By U.S. Sen. Jeanne Shaheen's office | November 17, 2015

On Nov. 16, U.S. Senator Jeanne Shaheen, D-N.H., and U.S. EPA Administrator Gina McCarthy joined company leadership at Lavalley Middleton Building Supply in Middleton and biomass stakeholders to discuss the federal initiative to reduce carbon emissions and the important role biomass energy production can play in this effort. The Clean Power Plan establishes the first-ever national standards to limit carbon pollution from power plants and sets state-specific targets for carbon emissions reductions. States have the flexibility to establish their own plans to meet CPP standards, and at today’s event, Administrator McCarthy announced that the EPA will hold a workshop that will assist states in making biomass a part of their plans.

“LaValley Middleton Building Supply is a great example of a Granite State business doing its part to reduce carbon pollution,” said Shaheen. “Biomass systems are a win-win for New Hampshire as they support our forest products industry and help New Hampshire lead the way in reducing emissions that are contributing to climate change. It was a pleasure to be with Administrator McCarthy today to see firsthand how a forward-thinking company is embracing biomass energy to improve its bottom-line and the environment.” 
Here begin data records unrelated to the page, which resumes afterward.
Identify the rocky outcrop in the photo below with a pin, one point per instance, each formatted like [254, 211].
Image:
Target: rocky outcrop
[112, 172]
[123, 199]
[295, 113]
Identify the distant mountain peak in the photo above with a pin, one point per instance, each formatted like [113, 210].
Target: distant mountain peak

“For states with abundant forest resources like New Hampshire that are crucial to the local, regional and national economy, those resources need to be maintained and enhanced for the health of those industries. Good forestry practices are good for both the economy, but also the planet’s climate health,” McCarthy said. “Biomass and bioenergy products can be an integral part of state’s climate protection plans that promote responsible land management and renewable energy. If done right—this approach can promote healthy forests, support local economies, and cut carbon pollution”.

LaValley Middleton Building Supply uses a 400 kW wood-fired, steam-turbine generator that turns waste wood produced at the facility into electricity and heat, significantly reducing its emissions and fuel consumption. The system was installed in 2007 to adapt to economic challenges and rising electricity costs. Shaheen has been a leading advocate for these clean and efficient power production systems, known as combined-heat-and-power. Earlier this year, Shaheen introduced the Heat Efficiency through Applied Technology (HEAT) Act and the Clean Distributed Energy Grid Integration Act, legislative proposals that would address the major technical and regulatory barriers that often prevent heat recovery technologies from being adopted.